A heat exchanger in accordance with this invention includes a coil assembly 1 installed in a warming oven 2 of a broiler 3 of the kind typically used in restaurants. The coil assembly 1 is mounted in the warming oven 2 in the upper portion thereof extending in a horizontal plane substantially parallel to the roof 4 of the warming oven 2 and spaced apart downwardly therefrom a short distance.

The coil assembly comprises a series of tubes or conduits 5 arranged in closely spaced apart, side-by-side relationship joined at each end by U-shaped connecting conduit members to provide a continuous through passageway for water or other liquid or fluid to circulate. One end of the coil assembly 1 is connected to a supply conduit 7 on the upstream side 8 of the coil assembly 1. The other end of the coil assembly 1 is connected to a return conduit 9 on the downstream side 10 of the coil assembly 1. The coil assembly 1 is held in position within the upper portion of warming oven 2 by a mounting bracket 11.

The temperature of the broiler 3 when operating is about 500° F. The broiler 3 is positioned below the warming oven 2 whereby the heat from the broiler extends into the warming oven 2 thereby heating the water or other liquid or fluid circulating within the coil assembly 1. A pressure safety valve 12 is provided in the return conduit 9 which opens to the atmosphere to relieve pressure within the coil assembly 1 and its related circulating conduit assembly when the pressure reaches 150 pounds per square inch or a temperature of 210° F. The safety valve 12 remains closed when the pressure within the return conduit 9 remains below 150 pounds per square inch and 210° F.

A circulating fan 13 may be mounted within the warming oven 2 to direct heated air onto the coil assembly 1. Operation of the fan 13 is controlled by a temperature-sensitive control switch 14 which closes an electrical energizing circuit to power the circulating fan when temperature within the warming oven 2 reaches 150° F. At the end of the day after the broiler has been turned off and temperature in the warming oven drops to 90° F., the temperature-sensitive control switch 14 opens the electrical energizing circuit thereby shutting off the circulating fan 13. A circulating pump 15 is also connected in the same electrical energizing circuit whereby it becomes energized and begins operating when temperature in the warming oven 2 reaches 150° F. and is de-energized and stops operation when temperature in the warming oven drops below 90° F. The circulating pump 15 is connected in the supply conduit 7 which extends from an intermediate holding tank 16 to which it is connected on the upstream side and the coil assembly 1 to which it is connected on the downstream side of the supply conduit 7 which is the upstream side of coil assembly 1.

The return conduit 9 which is connected at one end to the downstream side of coil assembly 1 is connected at its other end to the upper portion of intermediate holding tank 16. The supply conduit 7 is connected to the intermediate holding tank 16 at the lower portion of the tank.

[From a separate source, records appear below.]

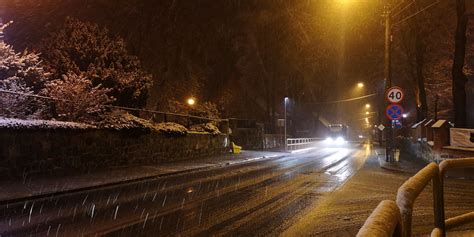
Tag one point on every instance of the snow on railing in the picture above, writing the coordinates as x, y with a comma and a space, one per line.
380, 222
456, 221
384, 221
412, 188
296, 143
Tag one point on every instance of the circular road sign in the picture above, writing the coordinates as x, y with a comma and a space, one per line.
394, 94
394, 112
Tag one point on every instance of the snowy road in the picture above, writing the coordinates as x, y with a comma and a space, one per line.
263, 197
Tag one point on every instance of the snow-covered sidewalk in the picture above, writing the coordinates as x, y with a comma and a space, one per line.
343, 212
34, 187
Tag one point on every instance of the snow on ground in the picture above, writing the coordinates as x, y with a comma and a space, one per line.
41, 124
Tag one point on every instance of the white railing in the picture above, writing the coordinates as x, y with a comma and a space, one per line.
299, 143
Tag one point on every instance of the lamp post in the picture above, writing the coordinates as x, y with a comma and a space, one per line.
191, 101
286, 141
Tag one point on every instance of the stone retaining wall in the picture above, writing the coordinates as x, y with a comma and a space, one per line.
45, 150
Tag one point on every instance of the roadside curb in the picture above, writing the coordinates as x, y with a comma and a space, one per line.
385, 165
18, 200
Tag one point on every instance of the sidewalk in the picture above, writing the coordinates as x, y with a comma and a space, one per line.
20, 190
344, 211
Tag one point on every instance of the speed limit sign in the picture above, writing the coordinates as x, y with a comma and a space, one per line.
394, 94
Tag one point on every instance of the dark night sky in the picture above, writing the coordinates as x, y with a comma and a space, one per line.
243, 55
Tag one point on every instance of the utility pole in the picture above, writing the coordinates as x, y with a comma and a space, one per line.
388, 80
286, 141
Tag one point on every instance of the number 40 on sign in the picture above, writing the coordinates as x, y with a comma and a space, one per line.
394, 94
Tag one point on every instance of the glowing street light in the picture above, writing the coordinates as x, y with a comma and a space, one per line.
191, 101
286, 141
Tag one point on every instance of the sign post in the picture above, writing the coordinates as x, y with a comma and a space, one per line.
394, 112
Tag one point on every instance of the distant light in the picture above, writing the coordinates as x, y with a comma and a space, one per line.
340, 140
191, 101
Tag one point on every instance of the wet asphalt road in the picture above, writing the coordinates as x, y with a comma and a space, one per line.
260, 198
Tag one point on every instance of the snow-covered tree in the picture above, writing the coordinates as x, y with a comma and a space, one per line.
20, 74
85, 48
76, 99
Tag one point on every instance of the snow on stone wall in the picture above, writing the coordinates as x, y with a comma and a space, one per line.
25, 149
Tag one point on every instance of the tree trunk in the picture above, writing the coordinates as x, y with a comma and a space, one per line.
459, 78
422, 105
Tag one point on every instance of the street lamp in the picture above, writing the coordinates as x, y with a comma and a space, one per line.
191, 101
286, 141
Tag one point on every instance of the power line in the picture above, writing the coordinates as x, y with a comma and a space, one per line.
345, 100
403, 9
414, 14
399, 4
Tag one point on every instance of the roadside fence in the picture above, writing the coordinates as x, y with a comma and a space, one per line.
300, 143
384, 222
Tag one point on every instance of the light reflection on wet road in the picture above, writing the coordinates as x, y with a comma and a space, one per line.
256, 198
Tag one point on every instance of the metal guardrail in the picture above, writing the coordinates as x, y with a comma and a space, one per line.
298, 143
384, 221
380, 222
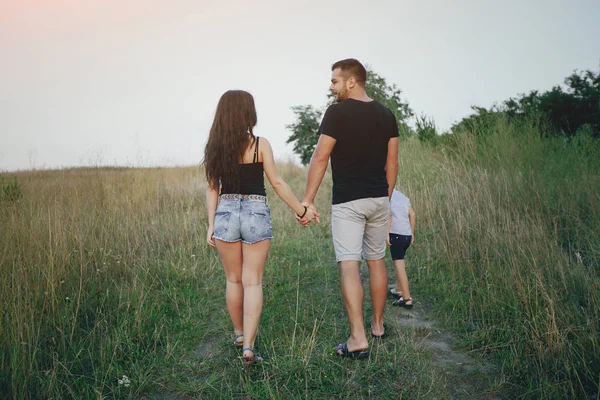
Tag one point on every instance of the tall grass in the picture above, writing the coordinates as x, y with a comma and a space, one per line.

The intermediate holding tank extends vertically and has a capacity of approximately 40 gallons of water or other liquid or fluid, which capacity may vary. The top 17 of the intermediate holding tank includes an inlet port 18 and an outlet port 19. A vertically extending inlet pipe 20 extends through the inlet port 18 and is secured in place by a connector 21. The vertical inlet pipe 20 extends downwardly into the intermediate holding tank 16 and terminates near the bottom thereof at a discharge opening 22. The other end of the inlet pipe 20 extends above the top 17 of intermediate holding tank 16 and is connected to a supply line 23 leading from a city water supply or other pressurized source of cold water. Other liquids or fluids may also be used in accordance with this invention.

A transfer conduit 24 leads from the intermediate holding tank 16 to a conventional water heater 25 of the typical 40 gallon size, one end of the transfer conduit 24 being connected to the outlet port 19 at the top 17 of intermediate holding tank 16, the other end of transfer conduit 24 being connected to an inlet port 26 in the top 27 of the water heater 25. An outlet port 28 is also provided in the top of the water heater 25, a hot water feeder line being connected to the outlet port 28 to supply hot water to the hot water faucets of the restaurant or other building in which the heat exchanger in accordance with this invention is installed.

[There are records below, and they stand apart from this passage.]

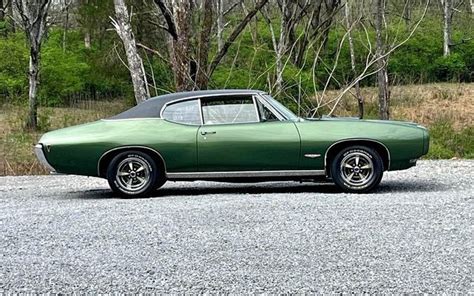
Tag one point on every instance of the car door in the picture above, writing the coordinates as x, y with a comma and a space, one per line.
234, 138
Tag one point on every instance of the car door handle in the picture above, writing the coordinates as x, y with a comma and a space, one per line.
207, 133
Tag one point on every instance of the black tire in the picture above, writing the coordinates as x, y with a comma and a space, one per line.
357, 169
134, 174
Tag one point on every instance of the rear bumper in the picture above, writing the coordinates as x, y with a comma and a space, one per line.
42, 158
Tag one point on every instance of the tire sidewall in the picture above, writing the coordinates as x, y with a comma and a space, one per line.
374, 179
112, 172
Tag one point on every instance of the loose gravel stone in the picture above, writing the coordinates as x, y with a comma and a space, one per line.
66, 234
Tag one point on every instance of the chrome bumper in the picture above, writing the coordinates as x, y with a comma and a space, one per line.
42, 158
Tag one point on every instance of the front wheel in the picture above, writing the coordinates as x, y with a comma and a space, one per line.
357, 169
134, 174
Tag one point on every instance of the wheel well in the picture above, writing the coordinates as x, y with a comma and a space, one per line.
380, 148
109, 155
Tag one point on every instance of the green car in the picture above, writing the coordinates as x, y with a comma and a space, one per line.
230, 135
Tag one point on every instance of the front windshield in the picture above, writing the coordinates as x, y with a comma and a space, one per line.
281, 108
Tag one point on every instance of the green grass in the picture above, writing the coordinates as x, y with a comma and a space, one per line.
448, 143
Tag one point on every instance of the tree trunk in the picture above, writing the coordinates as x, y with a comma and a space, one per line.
33, 71
220, 23
407, 13
180, 56
135, 64
204, 39
87, 40
2, 11
66, 26
360, 99
9, 12
33, 17
382, 74
447, 19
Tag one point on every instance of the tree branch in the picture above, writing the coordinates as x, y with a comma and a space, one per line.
217, 59
168, 18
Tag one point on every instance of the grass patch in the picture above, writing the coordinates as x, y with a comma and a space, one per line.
16, 144
448, 143
446, 109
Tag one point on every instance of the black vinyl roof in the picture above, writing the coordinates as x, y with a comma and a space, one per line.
151, 108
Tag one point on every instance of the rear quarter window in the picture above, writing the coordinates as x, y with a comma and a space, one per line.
186, 112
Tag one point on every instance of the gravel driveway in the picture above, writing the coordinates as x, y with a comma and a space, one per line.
70, 234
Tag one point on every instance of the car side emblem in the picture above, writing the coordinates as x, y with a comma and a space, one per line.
311, 155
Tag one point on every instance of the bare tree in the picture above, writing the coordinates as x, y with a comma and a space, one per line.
135, 64
347, 14
204, 44
382, 74
220, 23
2, 11
190, 72
447, 24
33, 14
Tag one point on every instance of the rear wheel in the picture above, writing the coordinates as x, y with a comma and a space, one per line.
357, 169
134, 174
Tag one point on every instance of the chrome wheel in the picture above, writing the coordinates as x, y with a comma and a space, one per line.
133, 174
357, 169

The intermediate holding tank 16 includes a safety valve 29 to open if pressure builds up to a dangerous level within the intermediate holding tank. The hot water heater 25 also includes a safety valve 30 for the same purpose.

In operation, the broiler 3 is turned on in the morning generating heat which reaches the warming oven 2 in which the coil assembly 1 is mounted. When the temperature within the warming oven 2 reaches 150° F., the temperaturesensitive control switch 14 closes the electrical energizing circuit which starts operation of the circulating fan 13 mounted in the warming oven 2 and also starts the circulating pump 15 which is connected in the supply conduit 7 extending from intermediate holding tank 16 to the upstream side 8 of coil assembly 1. At this time water begins to circulate from the lower portion of intermediate holding tank 16 through the supply conduit 7 and into the coil assembly 1, then past the downstream side of coil assembly 1 into the return conduit 9 back to the intermediate holding tank 16, entering the intermediate holding tank at the upper portion thereof.

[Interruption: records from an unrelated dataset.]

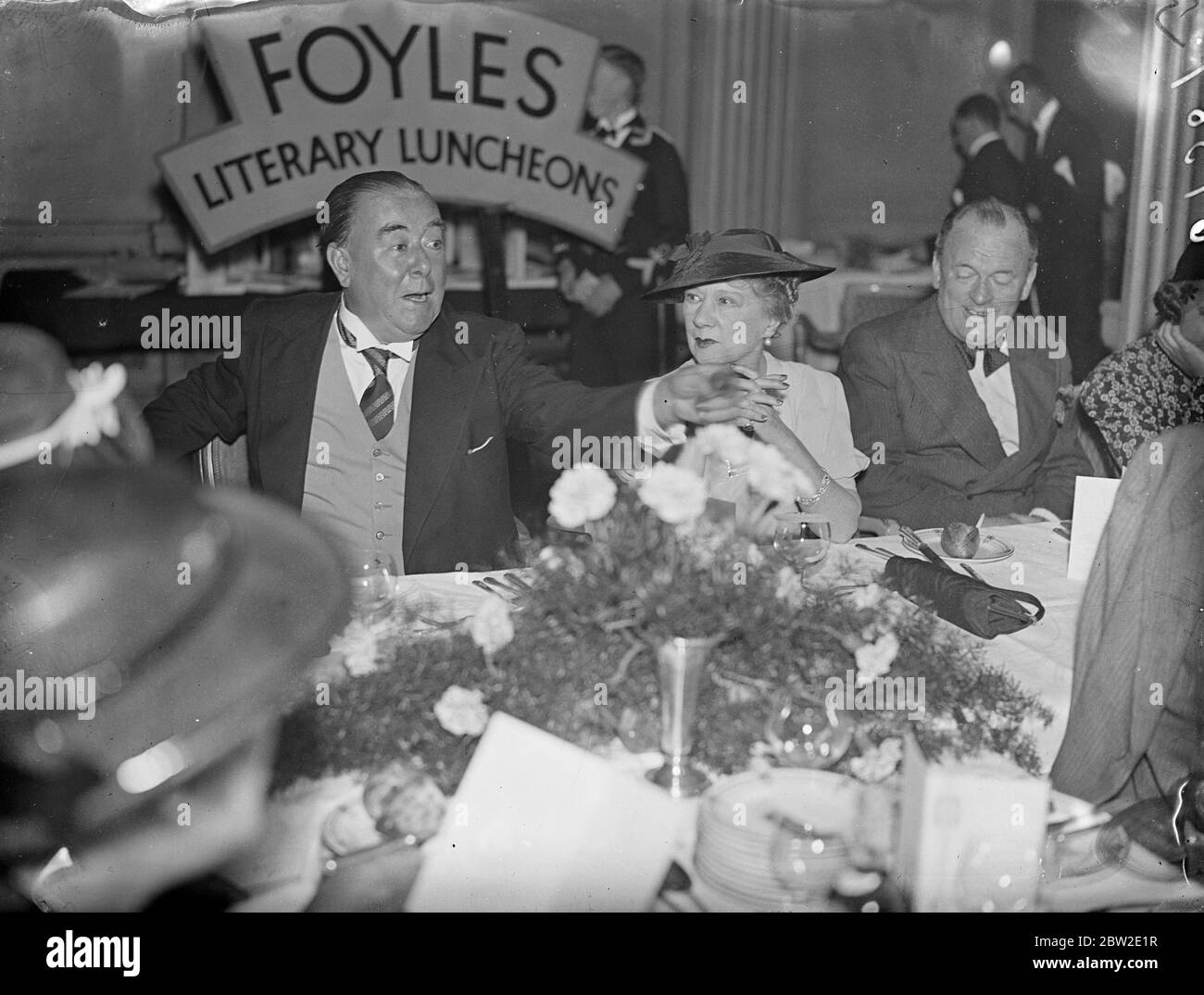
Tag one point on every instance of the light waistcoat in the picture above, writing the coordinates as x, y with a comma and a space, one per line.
354, 485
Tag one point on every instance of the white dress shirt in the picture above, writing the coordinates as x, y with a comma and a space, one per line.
1043, 121
621, 125
999, 397
359, 370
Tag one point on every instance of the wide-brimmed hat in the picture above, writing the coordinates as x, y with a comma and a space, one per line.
1191, 264
55, 414
191, 614
738, 253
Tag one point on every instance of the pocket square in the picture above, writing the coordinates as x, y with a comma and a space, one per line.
1063, 169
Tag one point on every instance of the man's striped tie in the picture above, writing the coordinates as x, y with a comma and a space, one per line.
377, 400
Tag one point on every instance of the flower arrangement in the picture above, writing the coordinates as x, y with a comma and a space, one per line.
578, 659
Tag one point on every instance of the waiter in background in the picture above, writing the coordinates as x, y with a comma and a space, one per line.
614, 333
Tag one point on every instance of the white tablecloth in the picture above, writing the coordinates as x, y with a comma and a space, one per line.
1040, 657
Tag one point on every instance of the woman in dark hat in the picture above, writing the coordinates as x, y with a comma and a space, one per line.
1157, 382
149, 633
737, 289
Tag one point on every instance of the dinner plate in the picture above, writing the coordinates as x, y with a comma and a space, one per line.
991, 548
737, 822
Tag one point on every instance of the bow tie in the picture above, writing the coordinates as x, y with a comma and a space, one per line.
992, 359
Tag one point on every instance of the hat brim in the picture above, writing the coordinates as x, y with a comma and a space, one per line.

As the water circulates through the coil assembly 1 it becomes heated by the heated air in the warming oven directed onto the coil assembly 1 by the circulating fan 13. The circulating pump 15 continues to operate as long as the temperature in the warming oven 2 is above the operative temperature of 150° F. at which temperature the control switch 14 closes the electrical energizing circuit. By continuing to circulate the water through coil assembly 1, excessive temperature build up is avoided, and excessive absorbtion of heat from the warming oven is also avoided so the heat loss or temperature drop within the warming oven 2 as a result of the coil assembly 1 being mounted therein is minimal. In other words, the temperature drop within the warming oven 2 does not in any interfere with the primary purpose of the warming oven, namely to maintain a sufficiently high temperature to keep food, for example, hot while it is waiting to be served.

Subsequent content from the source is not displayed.